I so badly want to make a triumphant post about how far I've come and how proud I am that I have lost 100 pounds over the past year. While that is objectively true, the weight is off and my immediate health concerns have been mitigated, it doesn't feel true. My truth is that I am still struggling every day and I am still tying my self-worth to what and how I eat.
When I finally made the decision to lose weight, I felt like I had a handle on what needed to happen - small, sustainable changes that would result in better choices overall. I knew that I wouldn't change overnight, I knew there would be set backs, and I wanted to be able to accept that, and do better next time. I expected that each time would be a little easier, the set backs wouldn't be as bad, or as frequent, and I'd get more skilled at managing them and find my new normal.
It hasn't happened that way. I still have to make the decision every day, multiple times, to change my habits and my attitude. It's exhausting.
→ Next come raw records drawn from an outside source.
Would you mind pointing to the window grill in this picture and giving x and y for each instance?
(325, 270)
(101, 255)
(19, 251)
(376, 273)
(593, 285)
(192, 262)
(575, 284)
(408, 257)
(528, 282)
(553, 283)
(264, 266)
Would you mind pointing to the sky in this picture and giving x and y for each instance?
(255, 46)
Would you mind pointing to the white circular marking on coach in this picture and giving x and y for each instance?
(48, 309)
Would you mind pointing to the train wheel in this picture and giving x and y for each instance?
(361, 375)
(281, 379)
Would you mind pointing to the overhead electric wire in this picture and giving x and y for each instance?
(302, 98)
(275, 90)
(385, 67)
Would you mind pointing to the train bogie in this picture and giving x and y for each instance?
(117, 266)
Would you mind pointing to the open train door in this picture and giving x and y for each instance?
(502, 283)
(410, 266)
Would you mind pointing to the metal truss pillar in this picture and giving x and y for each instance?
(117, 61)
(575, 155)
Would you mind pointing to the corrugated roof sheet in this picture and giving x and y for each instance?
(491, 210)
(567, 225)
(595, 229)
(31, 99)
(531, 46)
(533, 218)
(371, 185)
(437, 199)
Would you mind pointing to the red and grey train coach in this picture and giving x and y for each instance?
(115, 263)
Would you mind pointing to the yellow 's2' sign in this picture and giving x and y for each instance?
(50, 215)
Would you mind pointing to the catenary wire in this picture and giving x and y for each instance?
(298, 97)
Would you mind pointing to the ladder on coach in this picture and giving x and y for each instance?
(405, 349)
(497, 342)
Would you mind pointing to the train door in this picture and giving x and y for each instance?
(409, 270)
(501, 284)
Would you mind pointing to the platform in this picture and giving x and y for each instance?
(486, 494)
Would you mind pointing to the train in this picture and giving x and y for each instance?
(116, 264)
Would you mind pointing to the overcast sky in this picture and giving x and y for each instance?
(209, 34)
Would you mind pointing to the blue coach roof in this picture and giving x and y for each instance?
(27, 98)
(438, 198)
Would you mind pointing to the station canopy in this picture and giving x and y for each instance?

I feel like I am always saying no to myself, always depriving myself, and failing to find the positive in what I know are good choices, but still suck when I make them. There is such a disconnect between what I logically KNOW is true, and how I FEEL. I still feel like my body is my enemy.
My therapist has been somewhat helpful in tackling these feelings, and finding replacement behaviors for coping and strategies to keep me motivated. Reading this sub has been immensely helpful, and I've learned so much just by reading everyone's experiences. I'm realizing more and more that my goal isn't to hit a certain number on the scale, but to find peace with myself and my body so I can better enjoy other aspects of my life.